Fig. 5: The key residues of SAP05 and GATA18 for their specific recognition and degradation.

a Sequence alignment of SAP05 homologs in divergent phytoplasmas. Identical residues are marked by lightblue background. The residues that directly interact with GATA18 are numbered and denoted by black triangles. The residues that cause steric hindrance are indicated by red frames. b ITC measurements of binding affinities of wild-type and mutant WBDLa SAP05 to AtGATA18. NB, no apparent binding under our experimental conditions. c Structural comparison of the effect of the substitution of Ile84 in OY-M SAP05 by Met86 in WBDLa SAP05 on steric hindrance.

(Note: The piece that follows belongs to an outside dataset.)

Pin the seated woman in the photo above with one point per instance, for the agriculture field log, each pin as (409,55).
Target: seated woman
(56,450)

The corresponding residues are shown as spheres. d Structural comparison of the effect of the substitutions of Thr68 in OY-M SAP05 by Lys70 in WBDLa SAP05 on steric hindrance. e, f Western blot analysis of the degradation of AtGATA18 using purified human 26 S proteasomes in the presence of wild-type or double mutant WBDLa SAP05. Source data are provided as a Source Data file. Representative images, n = 3. g Quantification of the percentage of retained GST-GATA18 in the degradation assay, corresponding to (e, f) (Mean ± S.E.M.; n = 3 independent experiments). h Sequence alignment of GATA domains from A. thaliana and M. quadrilineatus. Residues directly involved in SAP05 interactions in the OY-M SAP05-AtGATA18 structure are numbered and denoted by black triangles. i Three positively charged residues of AtGATA18 rather than MqGATA form salt bridge interactions. j ITC measurement of binding affinity of OY-M SAP05 to wild-type and mutant MqGATA18 (Y-R, M-K, N-R). k, l Western blot analysis of OY-M SAP05-mediated degradation of wild-type or mutant MqGATA18 (Y-R, M-K, N-R). Source data are provided as a Source Data file. Representative images, n = 3. m Quantification of the percentage of retained GST-GATA18 in the degradation assay, corresponding to (k, l) (Mean ± S.E.M.; n = 2 or 3 independent experiments).